Prime Ministers and Scholz discuss asylum policy

Status: 20.06.2024 02:31 a.m.

The topic of asylum is to be the focus of today’s conference of prime ministers, which Chancellor Scholz will also attend. Specifically, the topic could be possible asylum procedures in third countries. However, experts see high hurdles.

How can we curb irregular migration? This will once again be the big topic when the state premiers sit down with Chancellor Olaf Scholz. They will also discuss the question: Can asylum procedures be outsourced outside the EU, to third countries?

This is what politicians from the CDU and CSU are demanding. Bavaria’s Interior Minister Joachim Herrmann is demanding that “opportunities be created to allow a preliminary review of refugee applications outside Germany, outside the EU.”

Experts see high hurdles for asylum procedures

The Federal Ministry of the Interior will present a report at the conference on whether and how this will work. It is available to the ARD-Capital Studio. The conclusion of the experts: Legally, such asylum procedures are possible, but there are high hurdles and many practical questions and problems.

It would have to be ensured that the procedures abroad are carried out in accordance with the law. In addition, the costs of outsourced procedures are potentially very high and the benefits are questionable: will it deter other refugees? The federal government did not want to say in advance what its position on asylum procedures in third countries would be.
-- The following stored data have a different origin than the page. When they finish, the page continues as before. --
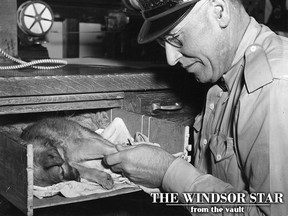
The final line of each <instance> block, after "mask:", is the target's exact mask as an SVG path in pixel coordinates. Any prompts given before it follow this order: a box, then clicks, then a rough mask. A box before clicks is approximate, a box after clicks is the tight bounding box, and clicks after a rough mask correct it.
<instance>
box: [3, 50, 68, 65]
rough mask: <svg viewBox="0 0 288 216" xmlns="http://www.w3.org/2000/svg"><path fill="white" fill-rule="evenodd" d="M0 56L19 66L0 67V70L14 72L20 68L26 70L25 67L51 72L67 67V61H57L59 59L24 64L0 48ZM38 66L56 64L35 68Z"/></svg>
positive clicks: (39, 59) (60, 60) (63, 60)
mask: <svg viewBox="0 0 288 216" xmlns="http://www.w3.org/2000/svg"><path fill="white" fill-rule="evenodd" d="M0 54H2V55H3V56H4V57H6V58H8V59H10V60H12V61H14V62H16V63H19V65H9V66H0V70H16V69H20V68H26V67H32V68H35V69H38V70H53V69H58V68H61V67H64V66H65V65H67V61H65V60H59V59H39V60H34V61H31V62H25V61H22V60H20V59H17V58H14V57H13V56H11V55H9V54H7V53H6V52H4V51H3V50H2V49H1V48H0ZM39 64H58V65H54V66H37V65H39Z"/></svg>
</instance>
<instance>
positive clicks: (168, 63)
mask: <svg viewBox="0 0 288 216" xmlns="http://www.w3.org/2000/svg"><path fill="white" fill-rule="evenodd" d="M165 51H166V59H167V63H168V64H169V65H170V66H174V65H176V64H177V63H178V61H179V59H180V58H181V56H182V54H181V53H180V52H179V50H178V48H176V47H174V46H172V45H171V44H169V43H165Z"/></svg>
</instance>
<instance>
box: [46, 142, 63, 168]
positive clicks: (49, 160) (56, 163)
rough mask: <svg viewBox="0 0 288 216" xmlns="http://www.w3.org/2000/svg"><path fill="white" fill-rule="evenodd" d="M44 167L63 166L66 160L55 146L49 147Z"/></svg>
mask: <svg viewBox="0 0 288 216" xmlns="http://www.w3.org/2000/svg"><path fill="white" fill-rule="evenodd" d="M43 157H44V158H43V160H42V161H43V163H42V165H43V168H50V167H53V166H61V165H62V164H63V163H64V160H63V159H62V157H61V156H60V154H59V152H58V151H57V149H56V148H55V147H52V148H49V149H47V151H45V153H44V155H43Z"/></svg>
SPD politician Andy Grote, Hamburg’s Interior Senator, is skeptical. The EU has just agreed on a comprehensive asylum reform that provides for asylum procedures in camps at the external borders. “And that will cost us a lot of energy, a lot of resources, a lot of effort,” he says. “That is the European path that we have decided on together. And I would be very reluctant to immediately open up an alternative path again.”

The Greens oppose asylum procedures in third countries. The FDP, on the other hand, is in favor of it.

Debate on how to deal with Serious offenders

Another demand is also likely to be discussed at the meeting of the state premiers: deporting serious criminals who are required to leave the country to Afghanistan or Syria. Chancellor Scholz recently spoke out in favor of this. There are also many statements of agreement among the state premiers.

Manuela Schwesig, SPD, from Mecklenburg-Western Pomerania demands that “those who come to us and actually seek protection, but from whom we have to protect ourselves because they are criminals, cannot stay.”

Federal Economics Minister Robert Habeck of the Greens agrees: “Murderers, terrorists and dangerous people cannot rely on the protection of the country they actually want to destroy – and whose order they trample underfoot.”

Ministry wants deportations via detour

In practice, this is not possible at the moment, because Germany does not speak or work with the Taliban in Afghanistan or the Assad regime in Syria. However, the Interior Ministry is currently negotiating confidentially with neighboring countries and wants to enable deportations via this detour.

How quickly this will happen is completely unclear. As is often the case, measures against irregular migration are complex and success takes time. The conference of state premiers will therefore also be about the right to interpret how much has been achieved in the past few months. The Chancellor says: a lot. The CDU-led states say: far too little and everything is taking too long.